Edison Mission Energy has reached a deal to emerge from Chapter 11 free of liability, in which its parent Edison International will see a net benefit of $200 million, Edison International's chief executive said Wednesday.
The settlement between Edison International, EME and a majority of EME's senior unsecured creditors resolves all claims between EME and Edison International, and will be incorporated into EME's reorganization plan, which includes the sale of most of the utility's assets to NRG Energy Inc.
Following the sale to NRG, which has been challenged by the U.S. Securities and Exchange Commission and the Internal Revenue Service, EME is expected to have an estimated $1.2 billion worth of unused tax attributes, according to Edison International Chairman and CEO Ted Craver, and Edison International will pay creditors 50 percent of the amount of the tax attributes, plus interest or deferred payments.
Carver said EME will remain a wholly-owned subsidiary of Edison International, which plans to continue to consolidate EME for income tax purposes.
“By resolving this lingering uncertainty, [the settlement] reduces risk and allows investors to focus more clearly on the core Edison International investment thesis,” Carver said in a conference call.
The deal is subject to approval by an Illinois bankruptcy court.
California-based EME entered bankruptcy in December 2012, citing plummeting electricity prices because of increased natural gas production and the cost of complying with coal plant emission requirements imposed by state and federal regulators.
The company listed $5.13 billion in assets against $5.09 billion in liabilities as of the petition date, including $3.7 billion in principal owed to holders of senior unsecured notes.
NRG in October announced it had agreed to purchase virtually all the assets of EME for $2.6 billion, adding nearly 8,000 megawatts of power generation to the electricity giant's portfolio.
NRG plans to acquire EME's power generation portfolio, which consists of both fossil fuel and renewable generation, as well as its proprietary trading and asset management platform.
In connection with the deal, NRG will assume more than $1.5 billion in nonrecourse debt, of which $273 million is associated with assets designated as noncore assets.
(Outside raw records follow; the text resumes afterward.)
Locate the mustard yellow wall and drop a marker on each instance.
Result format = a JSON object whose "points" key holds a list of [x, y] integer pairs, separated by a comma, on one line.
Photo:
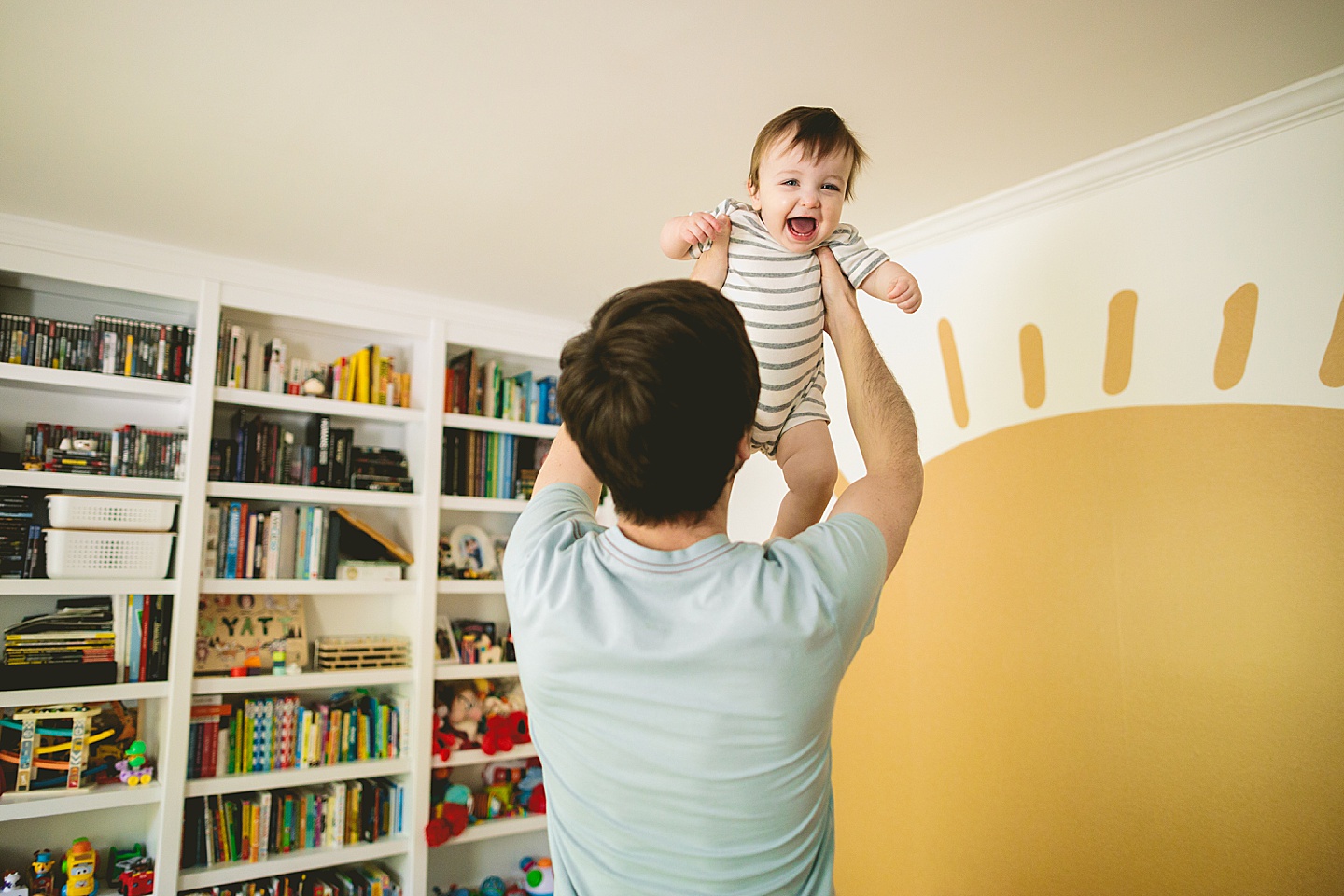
{"points": [[1111, 661]]}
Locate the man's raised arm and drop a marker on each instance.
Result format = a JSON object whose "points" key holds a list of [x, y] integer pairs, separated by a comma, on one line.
{"points": [[565, 464], [889, 493]]}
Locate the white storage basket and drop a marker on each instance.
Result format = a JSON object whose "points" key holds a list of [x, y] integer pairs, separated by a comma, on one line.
{"points": [[122, 514], [73, 553]]}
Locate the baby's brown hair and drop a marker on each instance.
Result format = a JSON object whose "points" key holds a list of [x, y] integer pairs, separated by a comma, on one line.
{"points": [[820, 132]]}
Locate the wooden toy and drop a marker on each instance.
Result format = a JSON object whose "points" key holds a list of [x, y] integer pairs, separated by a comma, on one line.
{"points": [[30, 742]]}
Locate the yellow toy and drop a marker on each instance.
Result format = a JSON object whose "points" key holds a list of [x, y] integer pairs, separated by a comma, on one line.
{"points": [[79, 864]]}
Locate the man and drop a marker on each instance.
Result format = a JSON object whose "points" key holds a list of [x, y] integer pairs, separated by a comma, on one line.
{"points": [[680, 685]]}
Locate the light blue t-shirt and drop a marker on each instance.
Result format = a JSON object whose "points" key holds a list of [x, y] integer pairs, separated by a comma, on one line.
{"points": [[680, 700]]}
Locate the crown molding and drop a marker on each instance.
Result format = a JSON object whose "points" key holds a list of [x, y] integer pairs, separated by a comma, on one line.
{"points": [[1292, 106]]}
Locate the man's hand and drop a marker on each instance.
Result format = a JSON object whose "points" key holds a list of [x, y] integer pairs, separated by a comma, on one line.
{"points": [[711, 268]]}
The company is paying a $350 million portion of the deal with approximately 12.7 million shares of NRG common stock, the rest will be paid with cash on hand.
However EME's reorganization plan has come under fire from the federal government, with the SEC saying last week that it improperly affords the company and its subsidiaries a discharge of their debts.
The SEC argued in court papers that the U.S. Bankruptcy Code does not allow a debtor that is selling substantially all of its assets or that will not engage in business after the plan is confirmed to free itself of its debts. Congress included the provision because it wanted to discourage trafficking in shells of corporate entities in Chapter 11 liquidations, the commission contends.
For its part, the IRS said EME's Chapter 11 plan contains numerous provisions that infringed the agency's $1.3 billion tax claim against the estate.
The sale to NRG has received the green light from the Federal Trade Commission, which has granted early termination status to the deal under the Hart-Scott-Rodino Antitrust Improvements Act after the commission and the U.S. Department of Justice's Antitrust Division determined not to take any enforcement action during the waiting period.
EME is represented by James H.M. Sprayregen, David R. Seligman, Sarah Hiltz Seewer and Joshua A. Sussberg of Kirkland & Ellis LLP.
The case is In re: Edison Mission Energy et al., case number 1:12-bk-49219, in the U.S. Bankruptcy Court for the Northern District of Illinois.